Assistimos anteontem à visita feita pelo exm. Sr. Dr. Mendes de Morais à fábrica de tecidos e fiação de Cruz & Cia, Sergipe Industrial.

S. ex. em companhia de sua digna consorte das exma. Senhora e cunhada do Sr. tenente-coronel Serra Martins, Dr. exm. D. Ana Monte, professora pública da capital do Dr. chefe de polícia, do tenente-coronel Serra Martins, do chefe da Estação telegráfica e de seu venerando pai, do Sr. José Calasans e do Dr. Barbuda aquele importante estabelecimento, sendo recebido na escola pelo digno gerente da fábrica Sr. José Augusto, o Dr. Daniel Campos, médico do estabelecimento, do Dr. Eugênio David, diretor técnico da fábrica e por nosso colega Apulcro Motta.

Ao transpor a porta que dá entrada para as diferentes seções de trabalho, a banda de música do estabelecimento executou uma brilhante marcha.

S. ex. examinou cuidadosamente toda a oficina, demorando-se a apreciar o trabalho de cada seção.

Terminado o passeio pelo interior da oficina, o Sr. José Augusto convidou a S. ex. e os seus amigos para descansar no esplêndido chalet de sua residência.

Aí foi servido um copo de champagne, brindando a S. ex. o Sr. D. Barbuda.

Aproximando-se a hora de encerrarem-se os trabalhos, foram todos apreciar a luz elétrica e a saída dos operários.

S. ex. ainda deu um passeio pelo bairro Industrial.

Seriam oito horas da noite quando s. ex. resolveu retirar-se, embarcando todos no cais da fábrica, onde se achava postada a banda de música da fábrica.

S. ex. sua exmª. Consorte e toda comitiva volveram penhoradissima pela maneira porque foram tratadas pelo digno gerente da fábrica e sua digna esposa.
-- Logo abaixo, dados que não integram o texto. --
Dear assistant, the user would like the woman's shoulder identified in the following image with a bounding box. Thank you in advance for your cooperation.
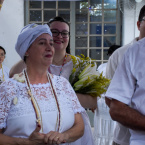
[3,65,10,72]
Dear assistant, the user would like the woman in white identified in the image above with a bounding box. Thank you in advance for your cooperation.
[8,16,96,145]
[0,24,84,145]
[0,46,10,84]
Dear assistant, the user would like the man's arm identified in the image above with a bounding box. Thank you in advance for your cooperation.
[110,99,145,131]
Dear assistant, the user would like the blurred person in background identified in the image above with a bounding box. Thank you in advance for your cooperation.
[93,44,121,145]
[0,46,10,84]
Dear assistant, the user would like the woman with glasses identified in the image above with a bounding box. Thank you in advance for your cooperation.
[48,16,96,145]
[0,46,10,84]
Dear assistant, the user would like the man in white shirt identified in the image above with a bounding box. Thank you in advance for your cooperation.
[106,6,145,145]
[106,36,145,145]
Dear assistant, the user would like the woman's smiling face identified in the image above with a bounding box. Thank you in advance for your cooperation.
[50,21,69,51]
[26,34,54,66]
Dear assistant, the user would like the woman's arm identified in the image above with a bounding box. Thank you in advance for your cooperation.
[0,125,45,145]
[77,93,97,109]
[44,114,84,144]
[63,113,84,142]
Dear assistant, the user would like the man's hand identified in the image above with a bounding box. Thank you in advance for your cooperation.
[110,99,145,131]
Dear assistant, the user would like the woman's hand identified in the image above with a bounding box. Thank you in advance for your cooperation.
[44,131,68,145]
[77,93,97,110]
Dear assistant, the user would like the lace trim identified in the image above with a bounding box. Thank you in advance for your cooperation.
[0,75,84,127]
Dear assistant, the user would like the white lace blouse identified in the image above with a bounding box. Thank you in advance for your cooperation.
[0,75,84,145]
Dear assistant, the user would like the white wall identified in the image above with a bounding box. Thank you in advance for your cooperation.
[122,0,145,45]
[0,0,24,68]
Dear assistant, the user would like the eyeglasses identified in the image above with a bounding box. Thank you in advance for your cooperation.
[51,30,69,38]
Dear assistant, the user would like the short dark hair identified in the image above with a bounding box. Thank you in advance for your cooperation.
[47,16,70,54]
[107,44,121,56]
[138,5,145,21]
[0,46,6,55]
[47,16,69,26]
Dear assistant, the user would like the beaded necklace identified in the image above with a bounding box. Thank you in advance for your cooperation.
[23,69,61,133]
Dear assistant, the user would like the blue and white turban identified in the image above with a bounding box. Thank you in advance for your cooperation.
[15,23,52,60]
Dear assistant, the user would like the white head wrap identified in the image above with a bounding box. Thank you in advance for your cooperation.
[15,23,52,59]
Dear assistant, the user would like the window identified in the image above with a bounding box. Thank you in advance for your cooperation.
[25,0,121,65]
[25,0,121,127]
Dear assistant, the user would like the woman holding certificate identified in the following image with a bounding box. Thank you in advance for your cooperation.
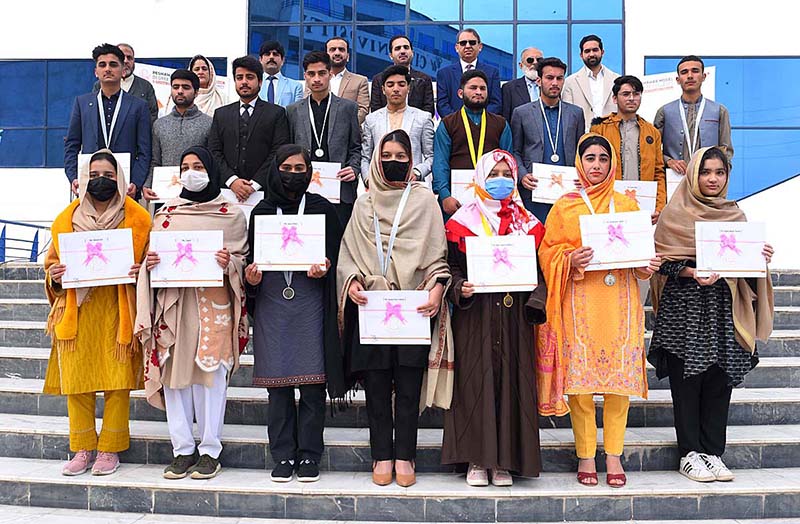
[136,147,248,479]
[44,149,150,476]
[648,147,774,482]
[337,130,453,487]
[245,144,348,482]
[536,133,661,488]
[442,149,547,486]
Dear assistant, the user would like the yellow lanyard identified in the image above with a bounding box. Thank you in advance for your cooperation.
[461,107,486,168]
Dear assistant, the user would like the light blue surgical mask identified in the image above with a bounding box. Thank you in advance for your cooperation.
[486,176,514,200]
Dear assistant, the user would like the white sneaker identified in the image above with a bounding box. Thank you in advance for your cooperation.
[699,453,734,482]
[678,451,717,482]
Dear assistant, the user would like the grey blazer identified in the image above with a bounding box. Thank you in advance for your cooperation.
[286,94,361,204]
[361,106,433,183]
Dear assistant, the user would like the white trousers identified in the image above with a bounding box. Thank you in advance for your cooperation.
[164,366,228,459]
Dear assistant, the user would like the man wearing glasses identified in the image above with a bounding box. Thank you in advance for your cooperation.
[502,47,542,122]
[436,28,503,118]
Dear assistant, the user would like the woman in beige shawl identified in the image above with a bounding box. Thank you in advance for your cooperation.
[337,130,453,486]
[136,147,248,479]
[648,147,773,482]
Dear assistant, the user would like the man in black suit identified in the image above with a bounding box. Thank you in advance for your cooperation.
[208,56,290,201]
[502,47,542,123]
[369,35,434,116]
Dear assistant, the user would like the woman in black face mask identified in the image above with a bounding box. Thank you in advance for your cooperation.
[245,144,349,482]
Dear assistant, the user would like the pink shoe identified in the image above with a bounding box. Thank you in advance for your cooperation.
[61,449,92,477]
[92,451,119,475]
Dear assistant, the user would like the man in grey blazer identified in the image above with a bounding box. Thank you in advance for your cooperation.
[511,57,585,222]
[286,51,361,227]
[361,65,433,184]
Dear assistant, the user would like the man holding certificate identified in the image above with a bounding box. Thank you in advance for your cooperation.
[44,149,150,476]
[286,51,361,228]
[442,149,547,486]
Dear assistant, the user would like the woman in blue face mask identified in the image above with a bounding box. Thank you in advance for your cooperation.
[442,149,546,486]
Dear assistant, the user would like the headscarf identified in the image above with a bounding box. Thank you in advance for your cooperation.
[651,147,773,353]
[445,149,544,249]
[178,146,220,206]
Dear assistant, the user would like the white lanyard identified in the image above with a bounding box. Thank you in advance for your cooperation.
[97,89,122,149]
[372,182,411,276]
[276,195,306,287]
[678,97,706,161]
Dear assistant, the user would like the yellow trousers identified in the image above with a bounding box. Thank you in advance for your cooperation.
[67,389,131,453]
[569,394,631,459]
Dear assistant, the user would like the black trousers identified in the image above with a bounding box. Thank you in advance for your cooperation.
[667,353,733,457]
[267,384,326,463]
[364,365,425,460]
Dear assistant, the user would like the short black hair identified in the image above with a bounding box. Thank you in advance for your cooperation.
[579,35,603,53]
[258,40,286,58]
[611,75,644,96]
[381,65,411,87]
[536,56,567,77]
[675,55,706,74]
[231,55,264,82]
[325,36,350,53]
[458,69,489,89]
[303,51,331,71]
[389,35,414,53]
[92,44,125,64]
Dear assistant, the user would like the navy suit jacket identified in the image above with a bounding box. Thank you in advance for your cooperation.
[64,91,152,188]
[436,60,503,118]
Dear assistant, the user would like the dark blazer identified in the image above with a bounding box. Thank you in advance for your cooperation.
[64,91,152,188]
[502,76,533,124]
[369,69,435,116]
[208,98,290,188]
[92,75,158,124]
[436,59,503,118]
[286,94,361,204]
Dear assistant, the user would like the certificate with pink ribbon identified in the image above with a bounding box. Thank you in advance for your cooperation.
[58,228,136,289]
[150,230,223,288]
[358,290,431,346]
[465,235,538,293]
[578,211,656,271]
[253,215,325,271]
[694,222,767,278]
De. S. ex. ouvimos que poucos estabelecimentos congêneres hão na União que sobrepõem em elegância, ordem e asseio à Sergipe Industrial.

E, entretanto, por mesquinha vingança foi para aquele estabelecimento que primeiro lançou suas vistas de abutre o Dr. Felisbello Freire!

Ah! onde encontram trabalho mais de 500 pessoas pobres, sendo a maior parte moças honestas.